I have this data:
┌────────────┬─────────────────────────────────────┐
│ col1 ┆ col2 │
│ --- ┆ --- │
│ list[str] ┆ list[list[str]] │
╞════════════╪═════════════════════════════════════╡
│ ["a"] ┆ [["a"]] │
│ ["b", "c"] ┆ [["b", "c"], ["b", "c"], ["b", "c"] │
│ ["d"] ┆ [["d"]] │
└────────────┴─────────────────────────────────────┘
I want to have all b's and all c's in the same list in in row 2, but as you can see the associations of b to b and c to c are not maintained in row 2. With pandas I used:
import pandas as pd
pddf = pd.DataFrame({"col1": [["a"], ["b", "c"], ["d"]],
"col2": [[["a"]], [["b", "c"], ["b", "c"], ["b", "c"]], [["d"]]]})
pddf["col2"] = pddf["col2"].apply(lambda listed: pd.DataFrame(listed).transpose().values.tolist())
print(pddf)
# col1 col2
# 0 [a] [[a]]
# 1 [b, c] [[b, b, b], [c, c, c]]
# 2 [d] [[d]]
This is the desired result. I am trying to do the same with polars, by replacing pddf.transpose().values.tolist()
with pldf.transpose().to_numpy().tolist()
, but I always get and TypeError: not yet implemented: Nested object types
. Are there any workarounds? Here is the complete polars code:
import polars as pl
pldf = pl.DataFrame({"col1": [["a"], ["b", "c"], ["d"]],
"col2": [[["a"]], [["b", "c"], ["b", "c"], ["b", "c"]], [["d"]]]})
pldf = pldf.with_columns(pl.col("col2").map_elements(lambda listed: pl.DataFrame(listed).transpose().to_numpy().tolist()))
print(pldf)
# TypeError: not yet implemented: Nested object types
# Hint: Try setting `strict=False` to allow passing data with mixed types.
Where would I need to apply the mentioned strict=False
?
On an easier df pddf.transpose().values.tolist()

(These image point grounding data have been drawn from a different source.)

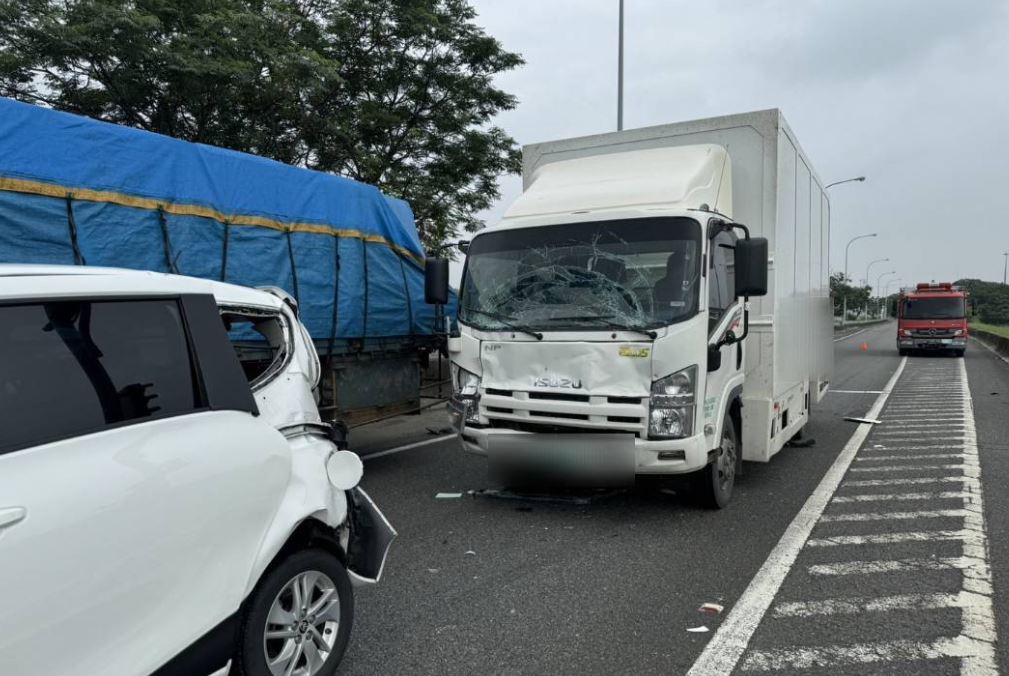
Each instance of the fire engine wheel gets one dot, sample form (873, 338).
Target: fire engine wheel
(714, 483)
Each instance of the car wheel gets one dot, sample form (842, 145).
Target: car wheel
(298, 618)
(714, 483)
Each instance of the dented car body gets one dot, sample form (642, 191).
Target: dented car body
(179, 475)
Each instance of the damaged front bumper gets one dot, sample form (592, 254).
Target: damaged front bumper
(370, 538)
(668, 456)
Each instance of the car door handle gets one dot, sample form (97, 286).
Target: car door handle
(11, 516)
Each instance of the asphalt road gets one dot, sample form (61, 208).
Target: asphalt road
(495, 586)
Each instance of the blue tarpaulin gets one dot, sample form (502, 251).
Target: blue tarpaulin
(76, 191)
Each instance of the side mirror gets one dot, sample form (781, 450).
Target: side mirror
(713, 358)
(751, 266)
(436, 280)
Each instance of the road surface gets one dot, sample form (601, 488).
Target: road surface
(867, 553)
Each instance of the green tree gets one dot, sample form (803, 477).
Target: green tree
(396, 93)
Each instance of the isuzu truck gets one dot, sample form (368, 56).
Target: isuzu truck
(605, 324)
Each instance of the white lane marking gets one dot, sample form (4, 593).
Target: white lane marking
(979, 620)
(409, 447)
(865, 483)
(904, 468)
(852, 606)
(892, 538)
(910, 456)
(989, 348)
(849, 335)
(722, 652)
(896, 516)
(890, 566)
(877, 497)
(864, 653)
(855, 391)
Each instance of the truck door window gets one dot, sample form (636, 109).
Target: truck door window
(73, 367)
(721, 279)
(260, 341)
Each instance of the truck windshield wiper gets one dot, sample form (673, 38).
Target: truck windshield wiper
(603, 320)
(507, 321)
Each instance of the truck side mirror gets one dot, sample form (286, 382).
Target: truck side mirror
(436, 280)
(751, 266)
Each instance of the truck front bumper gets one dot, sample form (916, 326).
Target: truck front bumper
(671, 456)
(915, 343)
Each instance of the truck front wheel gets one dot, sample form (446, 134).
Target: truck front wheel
(714, 483)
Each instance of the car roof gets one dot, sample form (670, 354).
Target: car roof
(26, 282)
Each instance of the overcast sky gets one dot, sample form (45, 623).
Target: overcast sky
(913, 94)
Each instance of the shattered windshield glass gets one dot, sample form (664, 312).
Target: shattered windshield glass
(631, 273)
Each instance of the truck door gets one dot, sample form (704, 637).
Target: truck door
(724, 313)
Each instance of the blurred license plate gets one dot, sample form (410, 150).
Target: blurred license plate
(600, 458)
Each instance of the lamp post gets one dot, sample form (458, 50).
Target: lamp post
(859, 179)
(620, 74)
(844, 316)
(870, 266)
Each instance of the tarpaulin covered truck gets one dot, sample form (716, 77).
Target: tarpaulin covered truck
(81, 192)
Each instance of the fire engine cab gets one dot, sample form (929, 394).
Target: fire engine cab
(932, 317)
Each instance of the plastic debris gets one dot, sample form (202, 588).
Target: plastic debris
(870, 421)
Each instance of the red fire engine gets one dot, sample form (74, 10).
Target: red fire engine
(932, 317)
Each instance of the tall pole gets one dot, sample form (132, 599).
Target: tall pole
(620, 74)
(844, 316)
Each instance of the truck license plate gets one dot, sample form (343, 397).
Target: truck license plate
(599, 459)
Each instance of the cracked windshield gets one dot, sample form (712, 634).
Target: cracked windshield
(636, 273)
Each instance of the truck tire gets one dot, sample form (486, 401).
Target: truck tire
(713, 484)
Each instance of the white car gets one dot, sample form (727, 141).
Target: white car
(171, 501)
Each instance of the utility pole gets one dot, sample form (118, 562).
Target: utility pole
(620, 74)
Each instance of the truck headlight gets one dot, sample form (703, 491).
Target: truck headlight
(671, 411)
(466, 393)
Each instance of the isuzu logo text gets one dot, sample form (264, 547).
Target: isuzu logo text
(555, 381)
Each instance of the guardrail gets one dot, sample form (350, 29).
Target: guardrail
(997, 342)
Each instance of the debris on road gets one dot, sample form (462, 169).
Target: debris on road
(870, 421)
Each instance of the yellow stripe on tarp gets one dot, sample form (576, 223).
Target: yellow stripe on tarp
(123, 200)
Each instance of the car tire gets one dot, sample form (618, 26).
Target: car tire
(713, 484)
(307, 626)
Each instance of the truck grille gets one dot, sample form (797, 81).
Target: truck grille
(532, 411)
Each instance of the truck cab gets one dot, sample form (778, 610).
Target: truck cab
(932, 317)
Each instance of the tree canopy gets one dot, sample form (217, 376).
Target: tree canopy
(395, 93)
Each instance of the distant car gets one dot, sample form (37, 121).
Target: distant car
(171, 501)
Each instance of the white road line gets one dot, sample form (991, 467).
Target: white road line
(852, 606)
(910, 456)
(881, 497)
(890, 566)
(910, 481)
(723, 651)
(904, 468)
(892, 538)
(864, 653)
(894, 516)
(409, 447)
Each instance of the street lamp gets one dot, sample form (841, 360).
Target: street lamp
(844, 317)
(870, 265)
(860, 179)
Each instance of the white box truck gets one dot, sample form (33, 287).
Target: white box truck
(604, 323)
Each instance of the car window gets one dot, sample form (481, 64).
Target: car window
(260, 341)
(73, 367)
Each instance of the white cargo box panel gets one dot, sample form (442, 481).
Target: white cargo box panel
(776, 193)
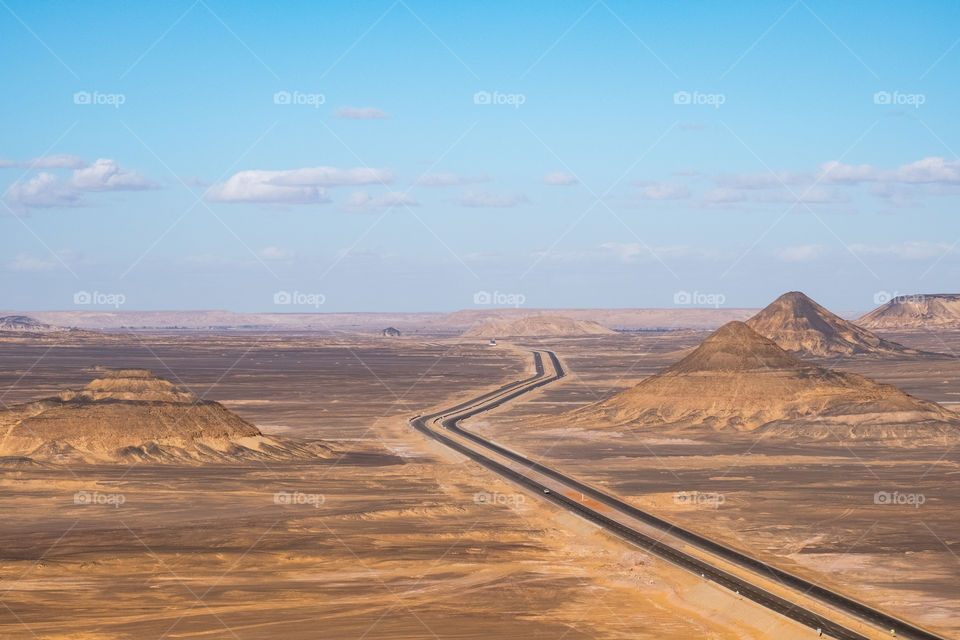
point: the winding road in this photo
(810, 604)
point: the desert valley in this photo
(423, 320)
(265, 483)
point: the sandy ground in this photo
(385, 542)
(810, 509)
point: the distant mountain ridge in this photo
(738, 380)
(931, 311)
(798, 324)
(129, 416)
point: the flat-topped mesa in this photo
(133, 385)
(798, 324)
(130, 415)
(24, 324)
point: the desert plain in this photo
(384, 536)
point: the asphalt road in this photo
(449, 419)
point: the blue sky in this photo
(628, 152)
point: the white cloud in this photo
(295, 186)
(663, 191)
(59, 161)
(449, 180)
(45, 190)
(486, 199)
(106, 175)
(802, 253)
(909, 250)
(560, 179)
(929, 170)
(808, 195)
(25, 263)
(834, 172)
(28, 264)
(359, 113)
(276, 253)
(723, 196)
(762, 180)
(638, 251)
(42, 191)
(361, 201)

and pldf.transpose().to_numpy().tolist()
are the same:
import pandas as pd
import polars as pl
pd.DataFrame(
{"col1": ["a", "b", "c"],
"col2": ["d", "e", "f"]}
).transpose().values.tolist() == pl.DataFrame(
{"col1": ["a", "b", "c"],
"col2": ["d", "e", "f"]}
).transpose().to_numpy().tolist()
# True
Please keep as close as possible to the code, even though it's not ideal using .apply()
or .map_elements()
, but this is in a far greater project and I don't want to break anything else :).
(EDIT: I simplified the code a little since the second lambda wasn't really necessary for the question.)

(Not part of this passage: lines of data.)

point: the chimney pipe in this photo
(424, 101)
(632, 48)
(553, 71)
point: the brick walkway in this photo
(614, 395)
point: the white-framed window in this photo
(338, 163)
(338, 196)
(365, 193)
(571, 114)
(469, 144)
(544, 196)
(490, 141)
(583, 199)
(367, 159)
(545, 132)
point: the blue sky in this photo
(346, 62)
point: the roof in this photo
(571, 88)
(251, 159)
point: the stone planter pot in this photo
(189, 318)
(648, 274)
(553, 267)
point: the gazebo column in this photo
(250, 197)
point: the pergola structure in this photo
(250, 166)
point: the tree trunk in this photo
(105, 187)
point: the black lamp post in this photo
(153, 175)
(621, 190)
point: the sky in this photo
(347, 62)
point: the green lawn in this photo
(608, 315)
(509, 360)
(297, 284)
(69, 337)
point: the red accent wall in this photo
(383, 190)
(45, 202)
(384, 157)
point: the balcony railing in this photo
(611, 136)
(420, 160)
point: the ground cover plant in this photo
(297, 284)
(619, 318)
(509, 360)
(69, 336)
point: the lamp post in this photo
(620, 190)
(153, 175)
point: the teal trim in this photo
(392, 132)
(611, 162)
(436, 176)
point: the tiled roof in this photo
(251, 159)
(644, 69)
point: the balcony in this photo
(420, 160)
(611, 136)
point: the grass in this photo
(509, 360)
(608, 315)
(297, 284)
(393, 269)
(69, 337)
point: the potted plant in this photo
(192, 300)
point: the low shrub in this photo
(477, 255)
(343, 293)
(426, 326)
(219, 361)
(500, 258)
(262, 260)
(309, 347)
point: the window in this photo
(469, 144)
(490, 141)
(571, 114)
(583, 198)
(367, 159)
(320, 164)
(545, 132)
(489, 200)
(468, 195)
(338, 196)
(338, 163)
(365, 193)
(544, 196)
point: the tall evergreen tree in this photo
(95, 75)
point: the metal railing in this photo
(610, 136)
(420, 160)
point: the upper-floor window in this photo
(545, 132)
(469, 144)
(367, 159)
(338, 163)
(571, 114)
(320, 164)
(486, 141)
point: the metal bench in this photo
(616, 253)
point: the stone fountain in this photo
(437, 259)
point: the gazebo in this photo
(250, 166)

As you've mentioned performance in the comments - this may also be of interest.
Building upon @Herick's answer - when you add an index and explode, you are guaranteed to have sorted data.
With sorted data, you can add a "row number per group" using rle()

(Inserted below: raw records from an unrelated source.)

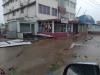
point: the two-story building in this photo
(38, 16)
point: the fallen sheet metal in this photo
(45, 35)
(11, 43)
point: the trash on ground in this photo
(45, 35)
(11, 43)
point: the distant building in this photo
(38, 16)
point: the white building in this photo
(38, 15)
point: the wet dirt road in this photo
(87, 51)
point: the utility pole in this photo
(78, 11)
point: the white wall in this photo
(51, 4)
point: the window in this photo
(54, 12)
(44, 9)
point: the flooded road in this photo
(25, 57)
(88, 51)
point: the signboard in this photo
(62, 7)
(64, 20)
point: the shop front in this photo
(52, 27)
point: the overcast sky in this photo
(89, 7)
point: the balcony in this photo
(22, 6)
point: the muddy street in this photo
(26, 58)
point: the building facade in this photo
(45, 15)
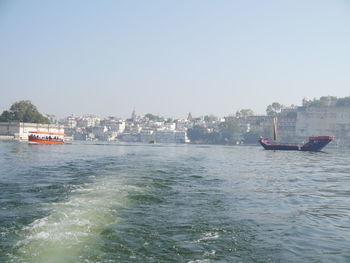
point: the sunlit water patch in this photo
(72, 230)
(172, 203)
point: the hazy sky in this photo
(172, 57)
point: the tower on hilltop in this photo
(133, 115)
(189, 117)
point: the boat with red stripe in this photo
(39, 137)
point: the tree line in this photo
(23, 111)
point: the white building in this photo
(317, 121)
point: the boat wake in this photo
(72, 231)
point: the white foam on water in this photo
(72, 228)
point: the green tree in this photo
(23, 111)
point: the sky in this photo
(172, 57)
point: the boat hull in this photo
(43, 141)
(314, 144)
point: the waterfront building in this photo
(316, 121)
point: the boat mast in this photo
(275, 128)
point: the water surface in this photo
(172, 203)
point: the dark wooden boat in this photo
(314, 144)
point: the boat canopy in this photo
(48, 133)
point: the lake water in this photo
(172, 203)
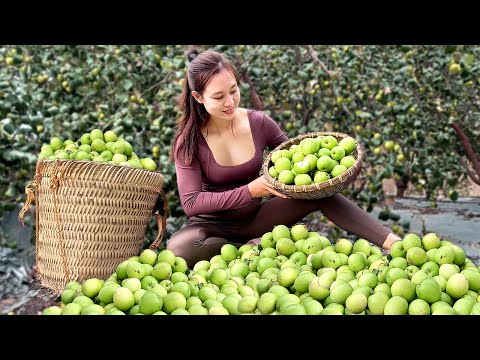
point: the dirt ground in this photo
(36, 300)
(39, 298)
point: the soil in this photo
(37, 299)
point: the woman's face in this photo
(221, 96)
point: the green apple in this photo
(348, 144)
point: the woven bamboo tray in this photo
(90, 216)
(318, 190)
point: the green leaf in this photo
(127, 84)
(468, 59)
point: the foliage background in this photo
(409, 96)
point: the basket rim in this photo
(96, 163)
(316, 187)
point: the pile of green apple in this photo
(96, 146)
(313, 160)
(292, 271)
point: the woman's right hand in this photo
(260, 188)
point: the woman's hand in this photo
(260, 188)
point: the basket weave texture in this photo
(90, 216)
(317, 190)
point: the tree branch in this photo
(470, 172)
(253, 93)
(470, 154)
(315, 58)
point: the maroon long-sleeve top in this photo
(209, 189)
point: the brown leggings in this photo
(202, 240)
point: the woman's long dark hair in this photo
(194, 117)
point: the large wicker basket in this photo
(90, 216)
(318, 190)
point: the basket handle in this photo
(161, 206)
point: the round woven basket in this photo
(90, 216)
(318, 190)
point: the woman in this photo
(218, 153)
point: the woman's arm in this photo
(195, 201)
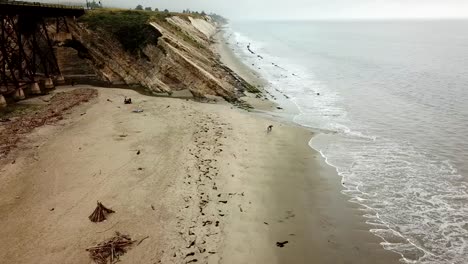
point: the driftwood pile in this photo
(100, 213)
(14, 130)
(109, 251)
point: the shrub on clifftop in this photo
(130, 28)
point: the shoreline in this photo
(197, 181)
(232, 61)
(209, 184)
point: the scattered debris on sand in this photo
(127, 100)
(281, 244)
(14, 130)
(109, 251)
(100, 213)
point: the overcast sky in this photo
(310, 9)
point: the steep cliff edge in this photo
(159, 51)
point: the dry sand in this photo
(209, 184)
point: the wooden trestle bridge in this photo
(27, 37)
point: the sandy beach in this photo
(188, 181)
(209, 184)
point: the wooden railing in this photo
(37, 4)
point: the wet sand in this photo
(209, 185)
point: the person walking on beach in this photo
(269, 128)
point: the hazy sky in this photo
(311, 9)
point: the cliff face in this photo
(178, 58)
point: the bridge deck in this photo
(39, 9)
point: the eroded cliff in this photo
(161, 52)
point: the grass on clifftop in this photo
(131, 28)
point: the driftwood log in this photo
(109, 251)
(100, 213)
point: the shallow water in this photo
(391, 97)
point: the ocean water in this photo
(391, 98)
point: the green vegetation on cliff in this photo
(129, 27)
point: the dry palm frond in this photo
(100, 213)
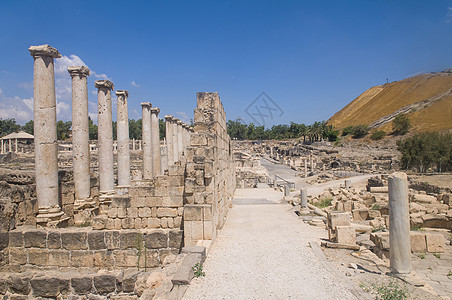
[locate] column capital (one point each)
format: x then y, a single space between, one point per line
104 84
122 93
78 71
44 50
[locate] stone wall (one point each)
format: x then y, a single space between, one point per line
209 181
30 247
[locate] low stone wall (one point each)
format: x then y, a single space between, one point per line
84 247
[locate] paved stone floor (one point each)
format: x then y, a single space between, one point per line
262 252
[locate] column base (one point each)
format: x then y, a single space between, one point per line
51 217
122 189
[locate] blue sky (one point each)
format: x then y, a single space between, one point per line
310 57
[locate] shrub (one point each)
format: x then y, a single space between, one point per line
378 135
360 131
401 124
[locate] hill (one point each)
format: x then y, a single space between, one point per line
426 98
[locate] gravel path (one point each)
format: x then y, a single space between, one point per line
262 252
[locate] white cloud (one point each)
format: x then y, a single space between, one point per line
182 116
16 108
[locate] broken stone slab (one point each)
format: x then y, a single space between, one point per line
340 246
185 273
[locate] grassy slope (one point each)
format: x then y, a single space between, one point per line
383 100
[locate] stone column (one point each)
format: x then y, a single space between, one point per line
180 143
105 136
348 183
80 133
175 140
46 146
155 141
123 140
399 224
169 139
147 140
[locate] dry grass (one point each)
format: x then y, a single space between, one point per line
383 100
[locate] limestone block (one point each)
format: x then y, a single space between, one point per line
96 240
193 213
338 219
360 214
166 212
45 286
59 258
144 212
157 239
103 258
16 239
74 240
175 239
17 256
130 239
82 285
82 259
373 214
105 284
53 240
418 242
435 242
35 239
153 223
112 239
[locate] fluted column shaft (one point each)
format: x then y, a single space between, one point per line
105 136
169 139
155 141
122 120
46 147
147 140
80 132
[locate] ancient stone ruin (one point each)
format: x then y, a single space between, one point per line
101 224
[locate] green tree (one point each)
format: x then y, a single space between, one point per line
29 127
8 126
63 130
401 124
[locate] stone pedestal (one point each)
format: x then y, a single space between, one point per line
304 198
155 141
169 139
80 134
123 141
105 136
147 140
399 220
46 147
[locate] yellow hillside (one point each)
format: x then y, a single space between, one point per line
379 103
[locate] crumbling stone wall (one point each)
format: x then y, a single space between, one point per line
209 181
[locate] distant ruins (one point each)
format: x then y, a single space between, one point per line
59 220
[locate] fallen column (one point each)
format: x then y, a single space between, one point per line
80 134
399 224
46 146
147 140
105 136
155 141
123 142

- which can be significantly faster.
(df.with_row_index("row")
.select("row", "col2")
.explode("col2")
.with_row_index()
.explode("col2")
.with_columns(
pl.int_ranges(pl.col("index").rle().struct.field("len"))
.flatten()
.alias("list_idx")
)
)
shape: (8, 4)
┌───────┬─────┬──────┬──────────┐
│ index ┆ row ┆ col2 ┆ list_idx │
│ --- ┆ --- ┆ --- ┆ --- │
│ u32 ┆ u32 ┆ str ┆ i64 │
╞═══════╪═════╪══════╪══════════╡
│ 0 ┆ 0 ┆ a ┆ 0 │
│ 1 ┆ 1 ┆ b ┆ 0 │
│ 1 ┆ 1 ┆ c ┆ 1 │
│ 2 ┆ 1 ┆ b ┆ 0 │
│ 2 ┆ 1 ┆ c ┆ 1 │
│ 3 ┆ 1 ┆ b ┆ 0 │
│ 3 ┆ 1 ┆ c ┆ 1 │
│ 4 ┆ 2 ┆ d ┆ 0 │
└───────┴─────┴──────┴──────────┘
.map_batches()
can be used to wrap the frame exploding/group_by logic into an expression context.
df = pl.DataFrame({
"col1": [["a"], ["b", "c"], ["d"]],
"col2": [[["a"]], [["b", "c"], ["b", "c"], ["b", "c"]], [["d"]]],
"col3": [[[1]], [[2, 3], [4, 5], [6, 7]], [[8]]]
})
df.with_columns(
pl.col("col2", "col3").map_batches(lambda s:
s.to_frame()
.with_row_index("row")
.explode(pl.last())
.with_row_index()
.explode(pl.last())
.with_columns(
pl.int_ranges(pl.col("index").rle().struct.field("len"))
.flatten()
.alias("index")
)
.group_by("index", "row", maintain_order=True) # order required for "horizontal concat"
.agg(pl.last())
.group_by("row", maintain_order=True) # order required for "horizontal concat"
.agg(pl.last())
.select(pl.last())
.to_series() # must return a series
)
)
shape: (3, 3)
┌────────────┬─────────────────────────────────┬────────────────────────┐
│ col1 ┆ col2 ┆ col3 │
│ --- ┆ --- ┆ --- │
│ list[str] ┆ list[list[str]] ┆ list[list[i64]] │
╞════════════╪═════════════════════════════════╪════════════════════════╡
│ ["a"] ┆ [["a"]] ┆ [[1]] │
│ ["b", "c"] ┆ [["b", "b", "b"], ["c", "c", "… ┆ [[2, 4, 6], [3, 5, 7]] │
│ ["d"] ┆ [["d"]] ┆ [[8]] │
└────────────┴─────────────────────────────────┴────────────────────────┘
As a basic comparison, if I sample 5_000_000
rows, I get:
name | time |
---|---|
map_elements | 61.19s |
map_batches | 7.14s |